Standard Bank women employees make up just over 64 percent of total employees and just over 40 percent of leadership positions are filled by women.
Seventy-five percent of Flight Centre's staff are women, with women filling 90 percent of middle management and 50 percent of top management positions.
Microsoft has a staff compliment that is 39 percent women and employs women in 32 percent of its leadership positions.
Discovery's women employees make up 65 percent of all employees and 50 percent of leadership positions.
Cashbuild's employs just under 21 percent female staff and women fill just over 12 percent of leadership positions.
Fifteen percent of SASOL employees are women and women hold 17 percent of the leadership positions.
Investec's quotient is just under 59 percent female employees with women in 38 percent of leadership positions.
ABSA employs just over 65 percent women and women employees hold just over 38 percent of leadership positions.
Women comprise 68 percent of the staff compliment for Edgars Consolidated Stores and hold 55 percent of the leadership positions.

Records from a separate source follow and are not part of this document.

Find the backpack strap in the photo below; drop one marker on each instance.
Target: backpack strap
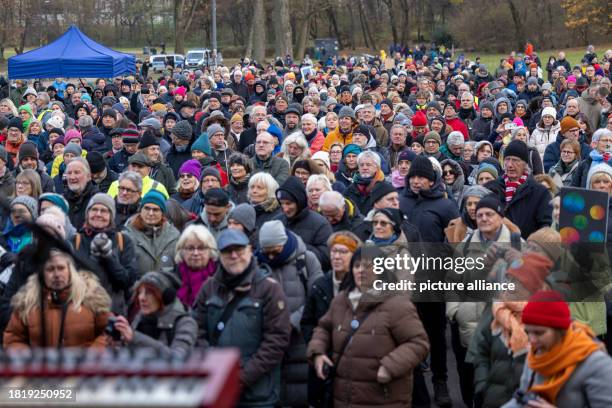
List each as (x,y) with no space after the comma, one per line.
(515,240)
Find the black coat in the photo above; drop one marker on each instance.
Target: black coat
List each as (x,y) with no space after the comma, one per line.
(314,230)
(530,208)
(429,211)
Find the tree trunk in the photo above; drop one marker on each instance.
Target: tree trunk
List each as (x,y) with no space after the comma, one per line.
(282,28)
(259,31)
(519,30)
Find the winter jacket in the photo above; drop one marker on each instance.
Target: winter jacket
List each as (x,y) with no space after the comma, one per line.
(163,173)
(154,247)
(391,336)
(118,272)
(496,372)
(238,190)
(83,327)
(429,210)
(259,328)
(530,207)
(78,203)
(275,166)
(296,276)
(314,230)
(588,385)
(177,332)
(562,175)
(540,138)
(552,154)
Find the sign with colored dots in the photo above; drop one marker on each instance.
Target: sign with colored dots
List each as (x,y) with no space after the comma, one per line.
(583,216)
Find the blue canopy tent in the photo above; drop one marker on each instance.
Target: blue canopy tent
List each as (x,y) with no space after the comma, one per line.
(73,55)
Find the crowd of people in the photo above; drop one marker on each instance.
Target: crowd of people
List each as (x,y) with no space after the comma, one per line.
(244,206)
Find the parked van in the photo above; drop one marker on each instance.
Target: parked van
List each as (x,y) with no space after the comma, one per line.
(161,61)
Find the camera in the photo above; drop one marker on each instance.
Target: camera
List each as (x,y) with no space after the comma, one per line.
(523,397)
(111,330)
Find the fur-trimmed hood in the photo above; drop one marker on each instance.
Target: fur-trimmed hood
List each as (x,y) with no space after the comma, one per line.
(96,298)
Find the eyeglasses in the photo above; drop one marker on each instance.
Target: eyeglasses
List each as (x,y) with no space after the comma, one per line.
(193,249)
(127,190)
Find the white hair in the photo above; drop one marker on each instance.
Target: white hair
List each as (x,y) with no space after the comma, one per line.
(318,178)
(368,154)
(199,233)
(331,199)
(266,180)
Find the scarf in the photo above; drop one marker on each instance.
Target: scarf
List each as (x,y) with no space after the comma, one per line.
(193,280)
(558,364)
(512,186)
(507,324)
(281,259)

Figures for the companies rated in the top sixty to work for in South Africa show an average of 31 percent female employees with an average of 17 percent of leadership positions being filled by women. With women comprising 51 percent of the population, we clearly have a long way to go before we have true gender equality in the workplace in South Africa.

"We still have to fight to be CEOs, to be in boards and executive management. We have to use these positions to change things in private, public and social sectors once we are appointed and not maintain the status quo," said Deputy President Mlambo-Ngcuka at the launch of the Progressive Women's Movement on 9th August 2006.

A 2006 study of gender equality in the newsrooms across South Africa indicates that there was no emotional commitment to equity - but rather that it was viewed as another box to tick. "The golf course and the pub remain the main sites of doing business, making contacts. To play the game, you've got to imbibe this culture," said Ferial Haffajee, editor of the Mail & Guardian, addressing a meeting of the International Women's Media Foundation in July this year.

When editors - people who tailor how others read the news - say: "Do we really have to give women four months maternity leave? It's ridiculous. Why do I have to pay a premium for female skills. Eish!" We know for sure that while perceptions are changing and that gender disparity in the work place is easing… it's still going to be a generation or two before an almost automatic, symptomatic and ingrained discrimination against the fairer sex is behind us.